Ultimately the best amount of dilution will depend on your sample type and the amount of tissue you extracted from, so some trial and experimentation can be useful when working with new types of samples.

The samples can be left at room temperature while you start the next steps.

For some sample types, leaving the crude extract at room temperature for a time might increase the extraction efficiency.

Prepare your PCR mix

It can be a good idea to pause the extraction at this point and set up your PCR mix, although you can also set up your PCR before you start the extractions.

The PCR mix should be the same as you would set up for any other extraction method. If you are following a Bento Lab protocol, it should contain, per reaction:

4 μL of 5x Master Mix
2 μL of primer mix
12 μL of PCR grade water
2 μL of wash buffer and DNA on the dipstick

To make a batch mix you can multiply the volume of each component by the number of PCRs required (including controls). It’s often a good idea to add an extra 10% excess of everything to account for pipetting inaccuracies. You can then split the batch mix into the required number of PCR tubes at 18 μL per PCR. The table below shows suggested volumes for different numbers of PCRs.

Components of PCR Mix	1 rxn	10 rxns (+10%)	24 rxns (+10%)	32 rxns (+10%)
5x PCR Master Mix (μL)	4	44	106	141
Primer mix (μL)	2	22	53	70
PCR grade water (μL)	12	132	317	422

If you are adjusting primer concentrations, or adding additional components such as magnesium chloride, you can increase or reduce the amount of PCR grade water to make up the PCR to a final volume of 20 μL (18 μL excluding the 2 μL added and then removed by the dipstick).
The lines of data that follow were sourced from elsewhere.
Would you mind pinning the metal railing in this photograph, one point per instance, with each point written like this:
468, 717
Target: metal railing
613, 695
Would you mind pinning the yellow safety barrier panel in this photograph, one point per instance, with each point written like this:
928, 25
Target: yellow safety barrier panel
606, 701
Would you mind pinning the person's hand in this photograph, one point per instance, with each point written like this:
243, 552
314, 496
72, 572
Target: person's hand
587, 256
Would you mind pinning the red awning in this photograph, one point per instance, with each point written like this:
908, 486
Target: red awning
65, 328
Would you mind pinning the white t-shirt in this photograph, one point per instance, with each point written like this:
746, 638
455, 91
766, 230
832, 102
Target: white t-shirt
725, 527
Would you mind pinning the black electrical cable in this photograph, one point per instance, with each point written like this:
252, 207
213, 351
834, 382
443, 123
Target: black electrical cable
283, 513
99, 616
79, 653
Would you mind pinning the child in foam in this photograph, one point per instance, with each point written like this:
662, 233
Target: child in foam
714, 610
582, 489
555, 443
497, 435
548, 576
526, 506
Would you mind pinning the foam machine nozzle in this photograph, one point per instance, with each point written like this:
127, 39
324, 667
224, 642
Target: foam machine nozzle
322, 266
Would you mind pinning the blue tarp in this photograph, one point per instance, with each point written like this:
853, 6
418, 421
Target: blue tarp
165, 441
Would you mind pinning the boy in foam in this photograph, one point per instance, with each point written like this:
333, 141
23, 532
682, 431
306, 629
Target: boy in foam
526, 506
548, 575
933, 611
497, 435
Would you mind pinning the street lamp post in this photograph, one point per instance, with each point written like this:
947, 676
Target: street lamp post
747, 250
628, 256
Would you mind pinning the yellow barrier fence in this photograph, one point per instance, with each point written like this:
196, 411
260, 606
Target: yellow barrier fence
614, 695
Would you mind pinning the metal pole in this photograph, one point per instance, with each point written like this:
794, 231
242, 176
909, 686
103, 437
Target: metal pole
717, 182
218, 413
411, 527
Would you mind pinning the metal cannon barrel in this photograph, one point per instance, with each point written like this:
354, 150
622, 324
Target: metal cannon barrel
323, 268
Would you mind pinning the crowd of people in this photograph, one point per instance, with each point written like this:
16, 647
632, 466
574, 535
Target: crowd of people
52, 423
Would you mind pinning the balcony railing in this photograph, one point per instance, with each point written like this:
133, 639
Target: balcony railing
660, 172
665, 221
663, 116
Please check your specific PCR protocol for the exact volumes recommended for your application.

Capture DNA onto the dipstick

Take a dipstick out of the bottle, and dip it in the extraction buffer three or more times. Three dips is usually sufficient, but some users have suggested more can work better.
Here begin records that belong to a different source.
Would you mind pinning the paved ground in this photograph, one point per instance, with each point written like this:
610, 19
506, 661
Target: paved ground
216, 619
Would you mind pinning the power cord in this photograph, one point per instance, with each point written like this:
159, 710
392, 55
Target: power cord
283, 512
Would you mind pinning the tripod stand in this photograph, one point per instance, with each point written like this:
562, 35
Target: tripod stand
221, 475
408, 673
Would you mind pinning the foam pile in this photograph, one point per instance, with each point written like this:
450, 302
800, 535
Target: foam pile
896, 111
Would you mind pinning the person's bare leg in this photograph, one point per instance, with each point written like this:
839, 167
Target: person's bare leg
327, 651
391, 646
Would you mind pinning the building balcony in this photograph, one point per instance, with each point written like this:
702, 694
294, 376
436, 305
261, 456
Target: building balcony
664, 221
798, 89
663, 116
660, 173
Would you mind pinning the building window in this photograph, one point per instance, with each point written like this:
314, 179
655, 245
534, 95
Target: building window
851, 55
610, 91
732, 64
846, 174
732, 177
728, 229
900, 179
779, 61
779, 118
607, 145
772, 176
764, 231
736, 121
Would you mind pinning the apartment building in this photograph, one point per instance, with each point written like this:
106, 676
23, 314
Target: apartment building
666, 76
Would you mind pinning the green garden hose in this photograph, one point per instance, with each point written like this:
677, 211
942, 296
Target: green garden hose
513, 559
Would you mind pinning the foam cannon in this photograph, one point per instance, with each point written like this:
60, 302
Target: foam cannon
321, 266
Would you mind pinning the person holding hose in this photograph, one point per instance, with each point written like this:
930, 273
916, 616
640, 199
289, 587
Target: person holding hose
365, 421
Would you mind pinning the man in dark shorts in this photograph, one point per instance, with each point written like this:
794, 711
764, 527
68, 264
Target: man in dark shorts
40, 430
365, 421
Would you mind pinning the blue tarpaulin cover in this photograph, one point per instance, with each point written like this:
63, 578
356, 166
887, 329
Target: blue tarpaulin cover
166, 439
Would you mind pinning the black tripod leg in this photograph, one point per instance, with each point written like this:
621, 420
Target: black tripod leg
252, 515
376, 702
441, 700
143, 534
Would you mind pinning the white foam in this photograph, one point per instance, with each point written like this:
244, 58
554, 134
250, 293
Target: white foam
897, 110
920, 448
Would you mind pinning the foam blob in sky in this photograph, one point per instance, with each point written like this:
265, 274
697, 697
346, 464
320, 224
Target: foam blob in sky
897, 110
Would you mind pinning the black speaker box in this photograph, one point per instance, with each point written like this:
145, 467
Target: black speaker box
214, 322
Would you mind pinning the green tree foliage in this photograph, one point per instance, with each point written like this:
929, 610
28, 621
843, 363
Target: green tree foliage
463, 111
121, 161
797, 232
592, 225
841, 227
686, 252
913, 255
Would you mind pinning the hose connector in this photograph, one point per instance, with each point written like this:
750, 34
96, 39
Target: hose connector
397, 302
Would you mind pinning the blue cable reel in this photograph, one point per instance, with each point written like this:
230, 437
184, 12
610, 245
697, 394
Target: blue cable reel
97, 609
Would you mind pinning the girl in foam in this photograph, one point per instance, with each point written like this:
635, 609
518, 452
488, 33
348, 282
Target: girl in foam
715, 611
When removing the dipstick, if there is a drip on the end, wipe this off on the inside lip of the tube to minimise carryover of the extract into the wash buffer.

Wash the dipstick into the wash buffer

Dip the same dipstick in the wash buffer tube three times to remove any liquid on the outside, dipping it all the way to the bottom of the tube and ensuring that the handle of the dipstick is fully washed.

When removing the dipstick, wipe off any drips on the inside lip of the tube to avoid carrying extra liquid and potentially PCR inhibitors into the PCR mix.

Once finished, make sure to discard the 1.5 mL tube of wash buffer that you just used.

Dip the washed dipstick into the PCR mix

Dip the dipstick in the PCR mix three times to release enough clean DNA to act as DNA template for the PCR.

Then close the PCR tube, and discard the dipstick.

Repeat this process for all of your samples, using the appropriate PCR mix tubes.

Your PCR reactions are now ready to run!

Run the PCR program

Your PCRs are now ready to run. You should place the PCR tubes in your thermocycler, make sure all the lids are firmly closed, and run the appropriate PCR program immediately.

Storage of crude DNA extracts

You can store your crude DNA extracts at room temperature in the very short term, for example a few hours until the PCR result is confirmed. This can allow you to repeat the PCR if it failed (e.g. if it was too concentrated) or if you want to examine different DNA regions using the same extract.

You can also store the crude extract tubes in the fridge for a longer period. If you do freeze the tubes, please note that precipitation of the detergent in the extraction buffer may occur, and you may need to heat the extracts in very hot water (e..g for 10 minutes or so) until any precipitates are dissolved, before you can successfully extract from the tubes again.